Because "[t]he unexpected plasticity of adult stem cells has made it possible to use this type of of undifferentiated, self-renewing cell successfully for the healing of various human tissues and organs, particularly in hearts damaged after myocardial infarction," explains the Holy See document.
Moreover, "it is universally agreed that the use of adult stem cells does not entail any ethical problems," and the Holy See "applauds and encourages" such research, which "is completely compatible with respect for the dignity of human beings," the document states.
"The multiple therapeutic achievements that have been demonstrated using adult stem cells, and the promise they hold for other diseases, such as neurodegenerative disorders or diabetes, make efforts to support this fruitful avenue of investigation an urgent matter," it specifies.
"By contrast, research using human embryonic stem cells has been hampered by important technical difficulties," experiments carried out on these cells have not been successful, not even in animals, and could cause cancer, the document continues.
"Technical problems aside, the need to extract these cells from living human embryos raises ethical questions of the highest order," the document stresses.
"The Holy See opposes the cloning of human embryos for the purpose of destroying them in order to harvest their stem cells, even for a noble purpose, because it is inconsistent with the ground and motive of human biomedical research, that is, respect for the dignity of human beings. And this process, moreover, makes "one human life nothing more than the instrument of another," Archbishop Migliore added.
Therefore, the prelate said that "[i]f adult stem cell research has already demonstrated conditions for success and raises no ethical questions, it is only reasonable that it should be pursued before science embarks on cloning embryos as a source for stem cells, something that remains problematic both scientifically and ethically," he stressed.
"Does this mean that we are opposed to scientific progress? Rather, we would say that the choice is not between science and ethics, but between science that is ethically responsible and science that is not," he added.
"The danger is that this progress toward cures will be halted or slowed down by the diversion of attention and resources towards the cloning of human beings as a potential source of stem cells," alerted Archbishop Celestino Migliore.

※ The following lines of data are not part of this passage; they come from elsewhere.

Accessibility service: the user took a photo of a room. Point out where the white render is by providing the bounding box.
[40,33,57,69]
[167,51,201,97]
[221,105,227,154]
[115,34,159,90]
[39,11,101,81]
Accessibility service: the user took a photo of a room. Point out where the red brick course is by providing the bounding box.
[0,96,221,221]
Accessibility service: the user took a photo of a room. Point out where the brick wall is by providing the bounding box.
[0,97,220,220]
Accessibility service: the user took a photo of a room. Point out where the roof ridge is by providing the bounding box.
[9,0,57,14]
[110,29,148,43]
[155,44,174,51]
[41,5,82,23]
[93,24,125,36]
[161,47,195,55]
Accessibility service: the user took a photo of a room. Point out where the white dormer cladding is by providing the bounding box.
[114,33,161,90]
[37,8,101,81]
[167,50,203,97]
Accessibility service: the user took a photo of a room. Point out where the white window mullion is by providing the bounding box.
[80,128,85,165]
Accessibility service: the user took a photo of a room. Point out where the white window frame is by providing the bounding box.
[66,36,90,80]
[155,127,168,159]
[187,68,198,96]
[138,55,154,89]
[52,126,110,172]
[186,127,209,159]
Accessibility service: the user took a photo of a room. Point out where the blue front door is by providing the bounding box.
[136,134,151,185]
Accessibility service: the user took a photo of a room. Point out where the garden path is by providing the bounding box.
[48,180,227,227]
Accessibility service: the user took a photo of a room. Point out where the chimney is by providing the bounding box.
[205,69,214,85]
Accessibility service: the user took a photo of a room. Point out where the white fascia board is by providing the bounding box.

The prelate also emphasized that "the distinction that is sometimes drawn between reproductive and therapeutic cloning seems specious. Both involve the same technical cloning process and differ only in goal. Both forms of cloning involve disrespect for the dignity of the human being."
"Further, given the fact that cloned embryos would be indistinguishable from embryos created by in vitro fertilization and could readily be implanted into wombs and brought to birth, we believe it would be practically impossible to enforce an instrument that allowed one type of cloning while banning another," he stressed.
Given that the question of the cloning of human embryos knows no boundaries, "and that this particular scientific pursuit concerns the nature and existence of human life itself," Archbishop Migliore agreed that a "supra-national" body "has the scope to encompass the full breadth of this issue. This matter -- of vital interest to the human race today and in the future -- properly belongs here in this universal body," he said to the committee and the general assembly.
Moreover, "the subject of human embryonic cloning can best be addressed by a juridical instrument, since the rule of law is essential to the promotion and protection of human life. It is by the rule of law, based on right reason, that societies can properly regulate whatever appears to challenge our fundamental notions of human life and dignity" Archbishop Migliore pointed out.
Therefore, "the Holy See remains convinced of the wisdom of an international juridical instrument that comprehensively bans human embryonic cloning," the Archbishop said.